The man and woman Harris Limberhand interviewed later admitted to killing Hanna. While her daughter is gone, Harris Limberhand said she considers herself one of the “lucky” MMIP family members because she saw justice in Hanna’s case.

But if Hanna’s killers hadn’t come forward themselves, Harris Limberhand said she worries law enforcement wouldn’t have convicted them.

“I pray for the families that don’t get the closure they need to move forward,” she said.

‘The cards are stacked against Native people’: Challenges in legal intervention

Nagle has tried to intervene in MMIP cases. Though she collects evidence, transcribes interviews with suspects and encourages law enforcement to interview witnesses, Nagle said her efforts are often ignored.

“They can ignore these cases because what’s the consequence of ignoring the death of a Native woman? What happens to you? I haven’t seen a single person face any consequences for ignoring a homicide of a Native woman or girl,” she said.

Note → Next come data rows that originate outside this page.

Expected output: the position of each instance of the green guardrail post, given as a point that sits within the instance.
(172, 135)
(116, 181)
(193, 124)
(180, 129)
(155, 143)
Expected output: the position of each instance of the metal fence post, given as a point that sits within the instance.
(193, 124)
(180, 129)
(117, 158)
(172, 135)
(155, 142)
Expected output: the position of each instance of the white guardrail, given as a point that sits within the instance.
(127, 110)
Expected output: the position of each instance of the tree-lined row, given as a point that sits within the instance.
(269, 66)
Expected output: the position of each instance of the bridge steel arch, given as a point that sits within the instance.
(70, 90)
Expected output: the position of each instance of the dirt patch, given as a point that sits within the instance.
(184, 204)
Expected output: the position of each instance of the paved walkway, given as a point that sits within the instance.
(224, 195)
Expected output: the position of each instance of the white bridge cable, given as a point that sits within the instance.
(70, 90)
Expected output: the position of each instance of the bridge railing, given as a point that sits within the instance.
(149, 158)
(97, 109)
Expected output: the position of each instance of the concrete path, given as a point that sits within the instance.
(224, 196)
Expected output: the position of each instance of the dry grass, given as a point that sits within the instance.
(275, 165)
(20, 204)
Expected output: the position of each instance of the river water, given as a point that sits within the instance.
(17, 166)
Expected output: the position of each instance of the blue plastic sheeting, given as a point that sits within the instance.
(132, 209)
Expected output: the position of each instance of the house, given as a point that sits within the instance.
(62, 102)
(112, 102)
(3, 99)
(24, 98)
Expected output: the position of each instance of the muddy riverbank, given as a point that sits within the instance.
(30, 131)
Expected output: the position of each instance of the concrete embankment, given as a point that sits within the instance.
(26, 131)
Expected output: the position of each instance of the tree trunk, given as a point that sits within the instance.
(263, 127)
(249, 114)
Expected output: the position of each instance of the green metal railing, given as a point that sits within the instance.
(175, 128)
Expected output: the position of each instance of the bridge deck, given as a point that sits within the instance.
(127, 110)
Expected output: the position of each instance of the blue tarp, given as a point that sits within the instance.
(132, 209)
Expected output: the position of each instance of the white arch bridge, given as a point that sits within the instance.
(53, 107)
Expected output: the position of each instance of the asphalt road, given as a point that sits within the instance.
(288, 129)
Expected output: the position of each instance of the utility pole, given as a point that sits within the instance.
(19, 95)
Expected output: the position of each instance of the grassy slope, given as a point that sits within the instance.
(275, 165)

“I try to do law enforcement’s job for them, but unfortunately, I don’t have the badge. So, unless law enforcement decides to do their job, there’s not much I can do.”

While it’s illegal for law enforcement to avoid investigating a case based on a victim’s identity as an Indigenous person, Nagle said that kind of discrimination is very hard to prove in court.

“The cards are stacked against Native people in proving these prejudicial claims. We can bring them, but they’re very hard to win,” she said. 

As states begin to establish MMIP task forces and commit more resources to the epidemic, some experts say the solution is clear.

“Tribal sovereignty is the only thing that’s going to fix this issue,” said Lucchesi of the Sovereign Bodies Institute. “Tribes have to have the self-determination to protect their people and hold perpetrators accountable. Until that happens, there will be no change.”

Because tribal law enforcement entities are limited in their jurisdiction and in their sentencing abilities, Nagle said the U.S. should restore criminal jurisdiction rights to tribal nations and provide more funding to tribal law enforcement and governments. According to Nagle, support for an Oliphant “fix,” which would restore tribal criminal jurisdiction over anyone who commits a crime in Indian Country, is gaining support.

“There are clear pathways to a solution. We just have to get them to a place of priority and reality,” she said.